Other Projects, such as the ReMal, a cooperative initiative launched by Lebanon, Germany and the UN aiming to improve municipal waste systems and limit the amount of pollutants reaching the Mediterranean Sea. This project also hoped to strengthen municipal coastal unions in enforcing the Integrated Solid Waste Management Law of Lebanon, in order to reduce marine litter.

A delegation of the European Union in Lebanon set up another project, whose primary focus was conducting research on marine life, including biodiversity, altering habitats and the impact of environmental stressors.

=== Ecotourism ===
The global trend for more sustainable ways of going on holiday has gained popularity in Lebanon in recent years, as well. Many Lebanese nationals can no longer afford to travel abroad, partly due to economic instability and the COVID-19 pandemic, and are choosing to vacation around Lebanon's natural landscapes.

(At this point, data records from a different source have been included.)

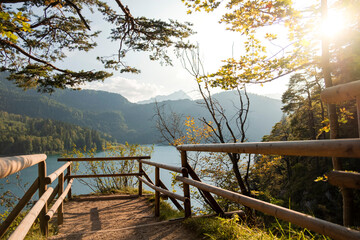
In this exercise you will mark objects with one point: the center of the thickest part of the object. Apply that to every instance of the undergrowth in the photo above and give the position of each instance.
(233, 228)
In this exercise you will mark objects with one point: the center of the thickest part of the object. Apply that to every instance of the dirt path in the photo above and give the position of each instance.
(116, 217)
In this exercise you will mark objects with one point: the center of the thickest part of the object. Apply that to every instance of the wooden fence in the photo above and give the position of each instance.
(11, 165)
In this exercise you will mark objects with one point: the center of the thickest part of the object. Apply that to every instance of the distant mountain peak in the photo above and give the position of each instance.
(178, 95)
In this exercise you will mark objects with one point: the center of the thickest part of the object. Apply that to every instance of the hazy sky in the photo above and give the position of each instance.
(215, 44)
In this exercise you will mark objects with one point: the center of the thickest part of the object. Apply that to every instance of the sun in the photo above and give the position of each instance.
(334, 24)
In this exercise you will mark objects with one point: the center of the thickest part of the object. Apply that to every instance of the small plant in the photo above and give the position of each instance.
(225, 229)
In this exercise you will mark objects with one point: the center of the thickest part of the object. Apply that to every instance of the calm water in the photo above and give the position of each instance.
(162, 154)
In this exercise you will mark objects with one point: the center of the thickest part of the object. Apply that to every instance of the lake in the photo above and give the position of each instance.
(162, 154)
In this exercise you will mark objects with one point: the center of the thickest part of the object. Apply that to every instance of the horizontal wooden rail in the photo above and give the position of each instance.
(25, 225)
(320, 148)
(103, 158)
(49, 179)
(104, 175)
(166, 192)
(164, 166)
(344, 179)
(53, 195)
(320, 226)
(56, 205)
(341, 93)
(174, 201)
(11, 165)
(17, 209)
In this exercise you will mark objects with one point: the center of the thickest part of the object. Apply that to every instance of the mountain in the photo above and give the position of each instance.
(178, 95)
(114, 115)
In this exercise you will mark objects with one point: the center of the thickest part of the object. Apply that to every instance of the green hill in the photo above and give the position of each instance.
(114, 115)
(20, 134)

Foreign tourism makes up as much as 19% of Lebanon's GDP in 2018, and while conventional tourism fluctuated due to a miscellany of issues, such as political instability, the refugee crisis and environmental degradation. Ecotourism in Lebanon is threatened by biodiversity loss, habitat fragmentation and pollution of land and sea, in response to which the Ministry of Environment has declared more protected areas of nature in Lebanon, but economic and political incentives often hinder conservation efforts.